When commenting on the theme of the film, Foster said "the outrage is shared by all... one of the ways the financial world has been able to orchestrate the power that they have is by making it all so complicated so that regular people can't understand it... they created a system that's impossible to understand, so that they can benefit from that misunderstanding." She added further "And there are a few people who have the keys to that, and those people who have those keys are the ones that benefiting most financially... we know that's true, we've known that's true for a very long time... I think this film doesn't say the system doesn't work, I think it's saying that there are lots of abuses and there are lots of opportunities for abuses, and we certainly saw that in 2008. Now the financial world has to justify new ways to abuse the system."

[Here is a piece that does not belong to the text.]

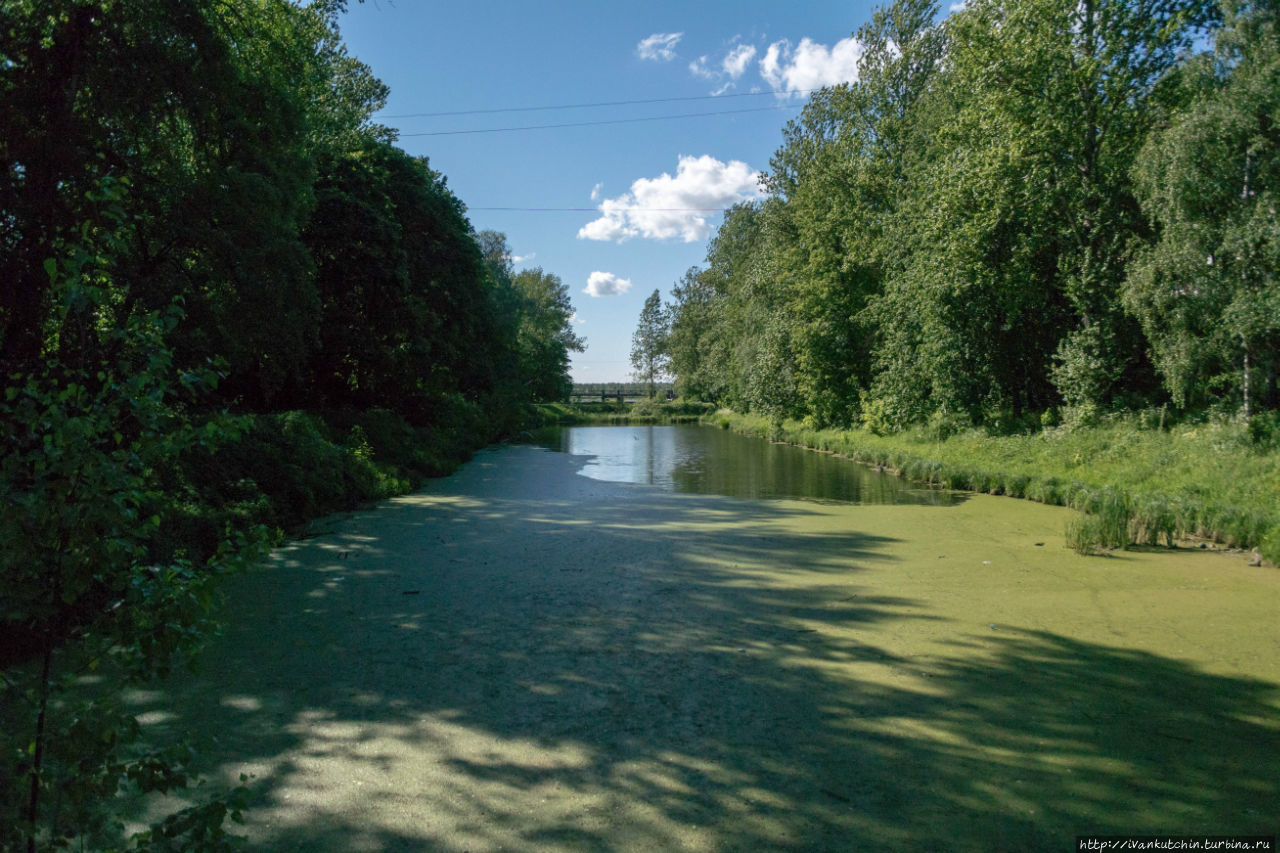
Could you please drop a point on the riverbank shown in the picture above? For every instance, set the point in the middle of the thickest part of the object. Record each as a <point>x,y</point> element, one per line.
<point>1138,484</point>
<point>519,657</point>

Money Monster is an outrageous, brilliant, cruelly funny, topical American film whose wickedly distorted views of the way modern media and financial world is and works, is at the heart of this film. It captures today's zeitgeist, a time when optimism is scraping rock bottom and that the character of Kyle Budwell is another voice that cinema has conjured up as an outcry to the ever complacent world. Even though the filmmakers stayed with tone of a lively journalistic story, the film's strong, fast-paced story tended to drag as it couldn't avoid the cliched reflection and/or a contemplative view of life.
The film stars George Clooney, Julia Roberts, Jack O'Connell, Dominic West and Caitriona Balfe. The cast gave brilliant performances despite their characters suffering from lack of further characterisation that could have made them all the more real and compelling as the drama unfolds.